Before coming to college I was so terrified of the "freshmen 15." Along with always being extremely critical of my body, I began nit-picking at every little thing I ate, and if I ate something that was bad for me, I would feel guilty about it for at least a week. After I felt like I had gained some weight I would wear extra large sweatshirts and leggings almost every day just to avoid wearing anything that could possibly show that I had a little bit of a tummy, or a little bit of underarm fat.
I know that this sounds ridiculous, and even as I'm typing this I know I probably sound annoying because from the outside to other people I look "just fine." And if I would ever ask my friends if I had gained weight they would roll their eyes and say things like "What?! No, you are soooo skinny". But there is a difference between looking skinny and feeling skinny, and I have never felt this way.
Just when I started to feel like I was really starting to see a change in my body, and felt more confident about myself, two guys sitting behind me in one of my classes snapped a picture of my "muffin top" to their friend when they thought I couldn't hear them.

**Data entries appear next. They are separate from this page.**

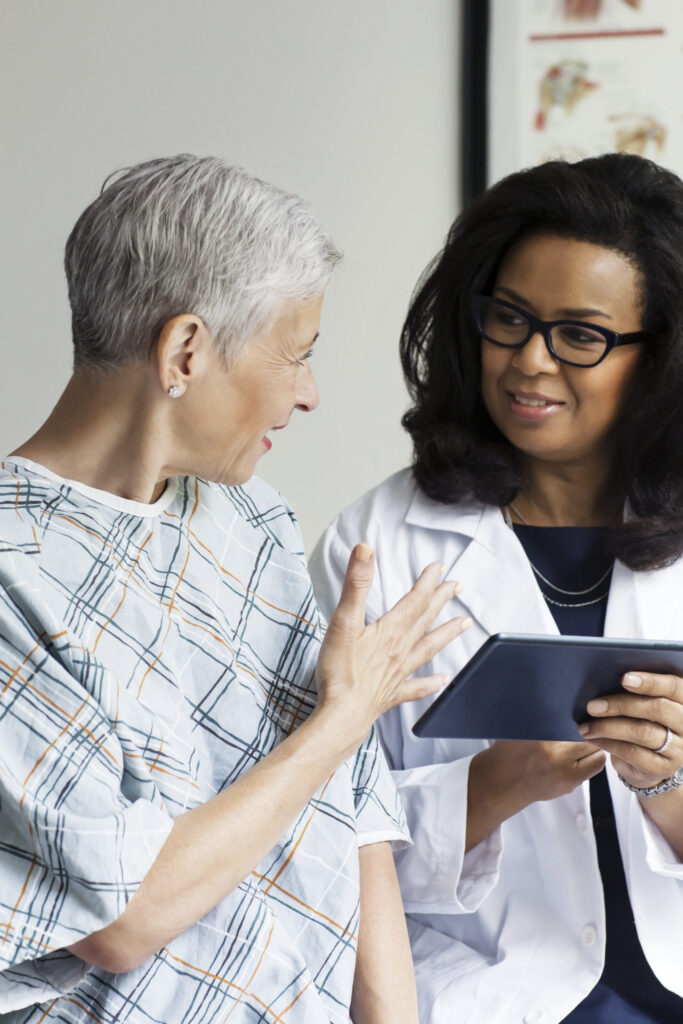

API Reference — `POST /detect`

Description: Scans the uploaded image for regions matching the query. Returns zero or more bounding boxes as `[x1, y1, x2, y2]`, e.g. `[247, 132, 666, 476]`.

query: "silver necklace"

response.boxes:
[503, 503, 613, 605]
[540, 589, 611, 609]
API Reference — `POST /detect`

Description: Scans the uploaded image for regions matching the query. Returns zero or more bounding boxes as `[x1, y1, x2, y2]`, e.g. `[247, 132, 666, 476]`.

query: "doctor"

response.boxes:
[310, 154, 683, 1023]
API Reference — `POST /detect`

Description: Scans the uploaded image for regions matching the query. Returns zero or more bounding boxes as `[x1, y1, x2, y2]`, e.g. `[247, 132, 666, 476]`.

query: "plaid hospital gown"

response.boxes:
[0, 457, 408, 1024]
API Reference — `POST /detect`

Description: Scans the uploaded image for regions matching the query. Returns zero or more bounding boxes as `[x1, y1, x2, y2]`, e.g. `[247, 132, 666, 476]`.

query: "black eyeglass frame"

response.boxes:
[471, 294, 655, 368]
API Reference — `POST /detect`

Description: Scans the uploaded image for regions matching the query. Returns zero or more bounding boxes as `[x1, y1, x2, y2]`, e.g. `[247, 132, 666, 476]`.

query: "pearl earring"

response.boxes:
[168, 385, 181, 398]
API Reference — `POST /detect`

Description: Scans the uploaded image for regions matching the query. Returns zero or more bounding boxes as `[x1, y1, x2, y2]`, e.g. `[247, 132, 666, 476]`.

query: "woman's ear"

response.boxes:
[154, 315, 213, 397]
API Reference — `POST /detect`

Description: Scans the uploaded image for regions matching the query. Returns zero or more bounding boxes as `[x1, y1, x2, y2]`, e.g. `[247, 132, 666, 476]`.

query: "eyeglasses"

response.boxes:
[472, 294, 655, 368]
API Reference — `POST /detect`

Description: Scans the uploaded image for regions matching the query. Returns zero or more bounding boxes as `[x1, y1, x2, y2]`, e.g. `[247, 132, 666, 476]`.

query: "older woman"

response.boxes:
[0, 156, 471, 1024]
[311, 154, 683, 1023]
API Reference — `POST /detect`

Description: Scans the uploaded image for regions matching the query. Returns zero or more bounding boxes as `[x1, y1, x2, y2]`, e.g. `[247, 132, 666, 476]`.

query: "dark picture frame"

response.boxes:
[460, 0, 681, 211]
[461, 0, 489, 207]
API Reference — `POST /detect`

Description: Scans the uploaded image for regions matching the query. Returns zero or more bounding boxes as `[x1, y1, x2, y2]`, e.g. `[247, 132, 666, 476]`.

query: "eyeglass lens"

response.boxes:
[479, 298, 608, 366]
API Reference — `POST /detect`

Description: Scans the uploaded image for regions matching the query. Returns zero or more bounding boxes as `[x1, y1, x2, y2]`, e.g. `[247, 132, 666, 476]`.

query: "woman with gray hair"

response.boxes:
[0, 155, 471, 1024]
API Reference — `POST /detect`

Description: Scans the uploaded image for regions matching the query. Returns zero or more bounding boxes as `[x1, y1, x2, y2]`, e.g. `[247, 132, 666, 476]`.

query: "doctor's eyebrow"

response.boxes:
[494, 286, 613, 321]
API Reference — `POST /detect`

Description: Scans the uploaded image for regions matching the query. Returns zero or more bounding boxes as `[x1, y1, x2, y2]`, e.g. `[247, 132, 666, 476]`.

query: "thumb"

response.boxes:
[328, 543, 375, 636]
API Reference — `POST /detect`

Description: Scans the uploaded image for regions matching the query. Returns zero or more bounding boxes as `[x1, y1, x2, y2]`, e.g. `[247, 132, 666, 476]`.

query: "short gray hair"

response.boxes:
[65, 155, 342, 370]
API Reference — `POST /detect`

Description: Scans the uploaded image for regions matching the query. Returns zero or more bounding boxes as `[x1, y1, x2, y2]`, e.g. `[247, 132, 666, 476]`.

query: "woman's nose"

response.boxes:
[511, 330, 559, 375]
[295, 361, 319, 412]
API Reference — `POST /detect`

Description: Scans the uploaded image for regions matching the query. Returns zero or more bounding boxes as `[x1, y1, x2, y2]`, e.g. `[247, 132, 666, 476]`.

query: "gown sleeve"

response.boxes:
[0, 547, 174, 1011]
[310, 522, 503, 913]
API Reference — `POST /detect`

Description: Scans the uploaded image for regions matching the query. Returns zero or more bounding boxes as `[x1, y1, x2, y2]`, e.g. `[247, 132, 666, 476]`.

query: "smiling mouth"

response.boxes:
[508, 392, 563, 407]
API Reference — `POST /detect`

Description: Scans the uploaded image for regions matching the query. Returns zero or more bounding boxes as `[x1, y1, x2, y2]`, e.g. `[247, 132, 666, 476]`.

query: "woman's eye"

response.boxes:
[557, 325, 604, 347]
[494, 310, 525, 327]
[296, 349, 315, 367]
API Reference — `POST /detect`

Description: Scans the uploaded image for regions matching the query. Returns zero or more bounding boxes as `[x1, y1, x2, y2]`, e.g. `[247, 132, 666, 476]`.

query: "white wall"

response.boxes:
[0, 0, 460, 550]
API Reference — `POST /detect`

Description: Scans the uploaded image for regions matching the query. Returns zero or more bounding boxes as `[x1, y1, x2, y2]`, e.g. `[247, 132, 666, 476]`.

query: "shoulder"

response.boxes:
[0, 459, 62, 561]
[316, 467, 486, 552]
[198, 476, 305, 559]
[319, 468, 418, 550]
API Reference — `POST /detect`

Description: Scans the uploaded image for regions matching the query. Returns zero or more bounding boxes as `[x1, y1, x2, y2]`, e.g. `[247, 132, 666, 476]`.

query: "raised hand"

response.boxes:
[314, 543, 471, 753]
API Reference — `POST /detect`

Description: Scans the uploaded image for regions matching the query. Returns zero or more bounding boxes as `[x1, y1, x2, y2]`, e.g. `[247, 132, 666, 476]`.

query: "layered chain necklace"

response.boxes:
[503, 502, 614, 609]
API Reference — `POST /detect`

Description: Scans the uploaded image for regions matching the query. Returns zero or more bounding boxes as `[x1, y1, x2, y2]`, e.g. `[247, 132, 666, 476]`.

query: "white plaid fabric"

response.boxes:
[0, 458, 408, 1023]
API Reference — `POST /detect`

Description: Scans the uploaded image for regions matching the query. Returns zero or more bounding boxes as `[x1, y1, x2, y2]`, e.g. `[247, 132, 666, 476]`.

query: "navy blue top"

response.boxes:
[513, 525, 681, 1023]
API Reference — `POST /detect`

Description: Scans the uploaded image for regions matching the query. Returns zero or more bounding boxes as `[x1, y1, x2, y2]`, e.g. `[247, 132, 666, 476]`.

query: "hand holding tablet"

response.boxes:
[412, 633, 683, 743]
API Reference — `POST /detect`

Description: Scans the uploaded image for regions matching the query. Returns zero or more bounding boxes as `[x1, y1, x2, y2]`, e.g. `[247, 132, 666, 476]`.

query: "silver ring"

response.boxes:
[655, 726, 672, 754]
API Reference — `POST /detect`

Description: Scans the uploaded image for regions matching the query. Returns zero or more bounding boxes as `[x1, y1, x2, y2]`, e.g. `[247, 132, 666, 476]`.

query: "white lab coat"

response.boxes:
[309, 469, 683, 1024]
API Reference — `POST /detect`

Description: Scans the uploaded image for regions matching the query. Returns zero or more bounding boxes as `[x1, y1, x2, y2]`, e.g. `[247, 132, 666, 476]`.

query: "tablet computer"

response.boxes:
[412, 633, 683, 741]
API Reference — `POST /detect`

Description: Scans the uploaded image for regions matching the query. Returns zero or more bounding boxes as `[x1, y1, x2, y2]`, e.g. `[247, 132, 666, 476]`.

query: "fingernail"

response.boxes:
[355, 543, 373, 562]
[578, 723, 591, 736]
[453, 582, 465, 595]
[624, 673, 642, 688]
[461, 617, 473, 629]
[587, 699, 608, 713]
[438, 563, 446, 575]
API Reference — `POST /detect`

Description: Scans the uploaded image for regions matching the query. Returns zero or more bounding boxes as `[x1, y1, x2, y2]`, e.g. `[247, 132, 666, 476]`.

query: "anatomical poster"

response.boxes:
[487, 0, 683, 184]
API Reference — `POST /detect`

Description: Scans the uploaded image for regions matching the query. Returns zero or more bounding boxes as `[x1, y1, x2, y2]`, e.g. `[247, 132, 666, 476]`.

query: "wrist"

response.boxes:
[304, 702, 369, 764]
[617, 768, 683, 797]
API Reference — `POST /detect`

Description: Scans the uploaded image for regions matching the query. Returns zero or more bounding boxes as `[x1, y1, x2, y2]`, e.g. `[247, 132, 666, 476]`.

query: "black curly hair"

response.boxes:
[400, 154, 683, 571]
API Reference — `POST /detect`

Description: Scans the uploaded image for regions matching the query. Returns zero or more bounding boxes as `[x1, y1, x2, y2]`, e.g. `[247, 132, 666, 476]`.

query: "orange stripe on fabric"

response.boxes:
[64, 996, 107, 1024]
[166, 949, 275, 1018]
[0, 855, 37, 948]
[143, 759, 201, 791]
[221, 921, 275, 1021]
[1, 636, 46, 695]
[272, 978, 314, 1022]
[180, 617, 233, 655]
[43, 513, 125, 571]
[167, 478, 200, 617]
[0, 665, 116, 765]
[33, 998, 58, 1023]
[284, 666, 316, 736]
[92, 531, 154, 652]
[136, 480, 199, 702]
[253, 870, 356, 941]
[262, 775, 334, 895]
[8, 471, 26, 523]
[20, 698, 91, 807]
[135, 619, 172, 701]
[162, 509, 318, 630]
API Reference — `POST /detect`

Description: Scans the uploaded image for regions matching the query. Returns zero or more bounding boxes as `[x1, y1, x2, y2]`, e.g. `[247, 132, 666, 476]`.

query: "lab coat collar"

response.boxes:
[405, 486, 486, 542]
[405, 486, 683, 640]
[606, 556, 683, 641]
[406, 489, 558, 636]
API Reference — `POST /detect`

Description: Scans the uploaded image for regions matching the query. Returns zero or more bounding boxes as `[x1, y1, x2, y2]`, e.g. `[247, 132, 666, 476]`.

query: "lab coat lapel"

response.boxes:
[449, 508, 559, 636]
[605, 558, 683, 641]
[405, 491, 558, 637]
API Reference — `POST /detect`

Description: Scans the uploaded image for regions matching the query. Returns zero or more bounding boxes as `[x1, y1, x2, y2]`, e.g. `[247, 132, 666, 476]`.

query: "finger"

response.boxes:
[401, 578, 466, 653]
[573, 749, 606, 781]
[385, 563, 448, 628]
[622, 672, 683, 703]
[585, 693, 683, 732]
[326, 544, 375, 637]
[584, 736, 670, 777]
[390, 673, 449, 708]
[404, 615, 473, 676]
[579, 716, 675, 754]
[535, 740, 599, 759]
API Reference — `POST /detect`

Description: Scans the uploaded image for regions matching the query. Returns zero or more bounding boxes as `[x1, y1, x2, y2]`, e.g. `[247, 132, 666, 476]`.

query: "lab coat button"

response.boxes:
[576, 812, 588, 832]
[523, 1011, 544, 1023]
[582, 925, 597, 946]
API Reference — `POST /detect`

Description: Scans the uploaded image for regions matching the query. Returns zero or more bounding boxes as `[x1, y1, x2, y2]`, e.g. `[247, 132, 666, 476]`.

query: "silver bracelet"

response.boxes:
[617, 768, 683, 797]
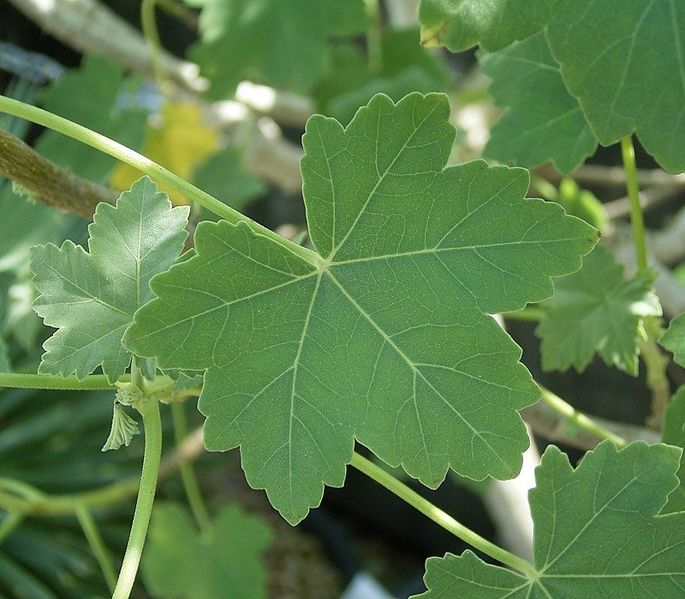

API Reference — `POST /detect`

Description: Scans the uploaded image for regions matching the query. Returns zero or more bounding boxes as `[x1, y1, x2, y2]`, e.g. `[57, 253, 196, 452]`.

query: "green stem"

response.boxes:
[156, 0, 198, 29]
[539, 386, 626, 447]
[0, 511, 23, 545]
[0, 372, 125, 390]
[171, 403, 212, 536]
[75, 504, 117, 593]
[0, 95, 319, 267]
[141, 0, 171, 94]
[350, 452, 537, 578]
[619, 137, 672, 427]
[619, 136, 648, 272]
[112, 399, 162, 599]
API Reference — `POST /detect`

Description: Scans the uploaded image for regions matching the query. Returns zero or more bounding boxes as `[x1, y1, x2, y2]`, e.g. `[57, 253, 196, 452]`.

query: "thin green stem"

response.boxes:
[0, 372, 125, 390]
[156, 0, 198, 29]
[620, 136, 648, 272]
[0, 511, 23, 545]
[350, 452, 537, 578]
[112, 399, 162, 599]
[141, 0, 171, 94]
[171, 403, 212, 536]
[0, 95, 320, 266]
[75, 504, 117, 593]
[539, 386, 626, 447]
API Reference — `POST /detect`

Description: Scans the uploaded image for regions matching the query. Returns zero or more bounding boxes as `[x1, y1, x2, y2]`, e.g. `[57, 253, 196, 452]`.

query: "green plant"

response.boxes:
[1, 0, 685, 597]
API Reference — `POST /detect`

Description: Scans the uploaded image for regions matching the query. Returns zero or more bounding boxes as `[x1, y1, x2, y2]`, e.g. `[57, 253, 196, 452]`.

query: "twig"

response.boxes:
[522, 397, 659, 451]
[9, 0, 307, 193]
[482, 429, 537, 561]
[539, 163, 685, 188]
[0, 426, 204, 516]
[0, 129, 117, 217]
[604, 183, 683, 220]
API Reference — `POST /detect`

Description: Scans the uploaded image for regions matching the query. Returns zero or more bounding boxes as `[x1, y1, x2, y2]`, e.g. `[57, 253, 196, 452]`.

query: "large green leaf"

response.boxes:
[419, 0, 551, 51]
[545, 0, 685, 173]
[417, 441, 685, 597]
[662, 387, 685, 514]
[32, 177, 188, 382]
[481, 33, 598, 174]
[187, 0, 368, 97]
[142, 502, 272, 599]
[537, 245, 661, 375]
[126, 93, 596, 524]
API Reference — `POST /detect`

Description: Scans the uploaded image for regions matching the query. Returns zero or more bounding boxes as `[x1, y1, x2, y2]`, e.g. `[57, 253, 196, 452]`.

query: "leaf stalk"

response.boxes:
[350, 452, 538, 578]
[0, 95, 318, 265]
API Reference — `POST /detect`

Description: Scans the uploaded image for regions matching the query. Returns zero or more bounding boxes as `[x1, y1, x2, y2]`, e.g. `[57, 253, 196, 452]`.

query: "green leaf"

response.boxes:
[32, 177, 188, 382]
[660, 311, 685, 366]
[188, 0, 369, 96]
[126, 93, 596, 524]
[192, 147, 266, 211]
[417, 441, 685, 598]
[38, 54, 147, 183]
[317, 29, 450, 122]
[480, 33, 598, 174]
[0, 54, 146, 274]
[142, 502, 272, 599]
[537, 245, 661, 375]
[662, 387, 685, 514]
[419, 0, 551, 51]
[544, 0, 685, 173]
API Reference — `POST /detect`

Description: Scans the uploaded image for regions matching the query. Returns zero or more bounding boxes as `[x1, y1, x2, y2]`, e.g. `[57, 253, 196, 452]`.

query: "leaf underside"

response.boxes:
[32, 177, 188, 382]
[545, 0, 685, 173]
[480, 33, 598, 174]
[127, 93, 596, 524]
[417, 441, 685, 598]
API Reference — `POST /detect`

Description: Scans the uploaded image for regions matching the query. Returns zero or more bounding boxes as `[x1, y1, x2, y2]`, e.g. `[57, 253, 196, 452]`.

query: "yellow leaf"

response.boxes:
[110, 102, 219, 204]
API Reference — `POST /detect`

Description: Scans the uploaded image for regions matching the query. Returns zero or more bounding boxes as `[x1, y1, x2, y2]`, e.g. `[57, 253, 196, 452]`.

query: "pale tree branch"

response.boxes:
[9, 0, 307, 194]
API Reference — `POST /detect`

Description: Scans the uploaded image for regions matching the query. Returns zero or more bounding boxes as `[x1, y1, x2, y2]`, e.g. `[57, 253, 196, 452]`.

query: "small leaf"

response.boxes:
[418, 0, 551, 52]
[417, 441, 685, 597]
[142, 502, 272, 599]
[187, 0, 369, 96]
[661, 311, 685, 367]
[537, 245, 661, 375]
[127, 93, 596, 524]
[544, 0, 685, 173]
[662, 387, 685, 514]
[101, 403, 140, 451]
[480, 33, 598, 174]
[32, 177, 188, 382]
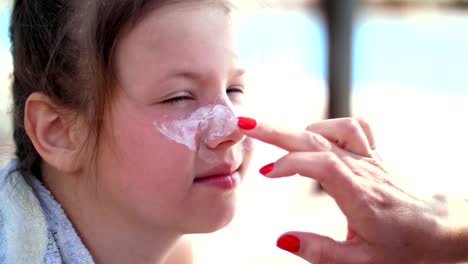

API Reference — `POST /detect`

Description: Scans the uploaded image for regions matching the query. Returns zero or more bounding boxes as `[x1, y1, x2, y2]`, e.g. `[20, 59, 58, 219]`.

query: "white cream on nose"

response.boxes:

As much as a feminist as I am, you'd think I wouldn't care what they have to say about me, but the comments they made have left a lasting impression on me, and I hate that.
When I don't feel like running anymore, I'll picture how I want to look and I'll keep going, but I've learned the hard way that if I just keep thinking about how I'll physically look, how I think of myself in my mind will never change. After a while of just being tired of running when it seemed like there was no end in sight, I would give up. Instead, I've started looking at working out as something that makes me feel healthy and makes me feel amazing, not look amazing. Mental health is equally important as physical health, and it's ridiculous it's not being talked about more.
When girls are sad, we are taught to go eat some ice cream and watch TV, but what about going for a walk with your best friend? And I'm sorry but I'm pretty sure that young women are way more targeted about the dreaded "freshman 15" than young men. I'm not saying that some guys don't feel this but I cannot even tell you how many grad parties I went to where adults would say to watch what I ate in college and then would say nothing to my boyfriend about it even though he would be sitting right next to me.
When it comes down to it, diet fads like juice cleanses do not work. Being healthy is a state of mind and a lifestyle. I would go through crazy phases where I would give up all carbs for a month and would become so frustrated with restricting myself that I would end up going crazy and eating a crazy amount of carbs.
I started thinking of being healthy as a lifestyle change and something that makes me feel good. I started to not want to eat junk food because it didn't make me feel good, and I started to want to go to the gym every day because it makes me feel better after a long day at school. I took it a day at a time and I finally started seeing differences in my body when I wasn't even looking for it. Every day is still a struggle, but it's getting better. Seeing these insanely fit and healthy models in ads all of the time does't help, but I feel like I'm starting to understand that those kinds of bodies would not exist if it weren't for photoshop.
I hope that someone out there reads this and knows that they're not alone in feeling this way about themselves. Because I know that I cannot be the only one.